The second session featured three professors whose research relates to the central themes that formed a historical and spatial context for the discourse surrounding E Pluribus Unum.13 Richard Pierce, a historian at the University of Notre Dame, contextualized the recent debates by offering insight into historical efforts of self-representation by Indianapolis's African American communities. He analyzed the city's twentieth-century political culture, in which African Americans attempted to negotiate with white power brokers for greater representation while maintaining hard-won material and legal gains. This strategy yielded mixed results and often left African Americans out of crucial political and economic decisions affecting their lives. Paul Mullins, a professor in the Anthropology Department at IUPUI, continued the exploration of the local context. Drawing on his long study of race, representation, and African American visibility in Indianapolis, he considered the remaining material traces of African American culture across the city and reminded his audience that the building in which we gathered was built on the site of a former African American neighborhood. By calling attention to the fraught landscape on which our symposium was held, Mullins demonstrated that scholars can be willing—sometimes eager—to question our own institutions to develop knowledge that can work for the benefit of a nonacademic public. Dell Upton, an architectural historian at the University of California, Los Angeles, spoke about his current study of public sculpture in the American South. His talk explored the interplay between racial politics and monuments dedicated either to Confederate soldiers or the Civil Rights era. He described a "dual heritage" discourse in which communities interpreted these monuments and memorials to vastly different eras as separate and equivalent, one for whites and the other for African Americans. Upton offered an opportunity for symposium participants to begin placing the Indianapolis experience into a broader, national context.

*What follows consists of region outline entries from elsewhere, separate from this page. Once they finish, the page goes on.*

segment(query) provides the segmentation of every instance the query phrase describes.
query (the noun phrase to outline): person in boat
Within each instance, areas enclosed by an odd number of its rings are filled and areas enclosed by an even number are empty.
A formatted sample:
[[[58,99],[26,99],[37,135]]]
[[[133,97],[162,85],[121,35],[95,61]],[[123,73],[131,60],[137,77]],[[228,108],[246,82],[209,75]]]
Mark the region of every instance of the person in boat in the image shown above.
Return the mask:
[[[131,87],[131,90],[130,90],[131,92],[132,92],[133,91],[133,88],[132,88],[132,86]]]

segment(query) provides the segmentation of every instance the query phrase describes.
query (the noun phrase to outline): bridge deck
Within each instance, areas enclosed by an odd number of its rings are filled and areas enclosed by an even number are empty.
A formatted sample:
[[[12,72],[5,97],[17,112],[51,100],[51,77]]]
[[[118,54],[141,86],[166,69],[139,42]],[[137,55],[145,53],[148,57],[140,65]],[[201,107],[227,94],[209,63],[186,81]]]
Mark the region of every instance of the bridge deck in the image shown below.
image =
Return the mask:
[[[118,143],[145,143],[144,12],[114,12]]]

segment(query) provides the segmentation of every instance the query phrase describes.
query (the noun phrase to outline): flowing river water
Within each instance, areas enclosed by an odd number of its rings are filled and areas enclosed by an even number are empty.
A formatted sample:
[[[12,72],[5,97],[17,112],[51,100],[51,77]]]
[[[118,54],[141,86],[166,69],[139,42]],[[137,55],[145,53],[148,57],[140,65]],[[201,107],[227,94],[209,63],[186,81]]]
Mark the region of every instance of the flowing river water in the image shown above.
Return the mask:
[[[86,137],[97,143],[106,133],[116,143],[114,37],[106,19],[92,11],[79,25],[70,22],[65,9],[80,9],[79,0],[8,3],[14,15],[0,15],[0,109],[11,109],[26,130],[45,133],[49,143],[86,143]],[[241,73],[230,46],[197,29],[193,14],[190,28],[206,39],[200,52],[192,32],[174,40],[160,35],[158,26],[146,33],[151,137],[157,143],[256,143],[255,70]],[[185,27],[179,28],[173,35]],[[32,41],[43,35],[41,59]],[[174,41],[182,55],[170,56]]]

While our second panel drew scholars from a range of humanities-based disciplines, the third panel featured three art historians.14 Bridget Cooks of the University of California, Irvine, first analyzed other protests featuring African American representation, including the 1969 Harlem on My Mind exhibition, and described protesters' seizing the "opportunity to say no" as an assertion of self-definition and control. She then invited listeners to analyze E Pluribus Unum as they might have done had it actually existed and to consider the implications of its absence. Renée Ater of the University of Maryland expanded our conversation about race and public representation by exploring how those themes came together in a recent controversy surrounding a statue of Martin Luther King, Jr., in Rocky Mount, North Carolina. Her talk, like Upton's in the previous session, put the local case in perspective by exploring a related dispute in another contemporary community in the United States. Joining us from the University of Notre Dame, Erika Doss, who has published extensively on public art and public discourse in the United States, shared some of the key ideas and examples from her recent book Memorial Mania. Her analysis of the Clayton Jackson McGhie Memorial, which honors three men who were lynched in Duluth, Minnesota, demonstrated the ways in which a memorial to a painful history, in her words a "shameful" past, could become a place for contemporary healing and remembrance.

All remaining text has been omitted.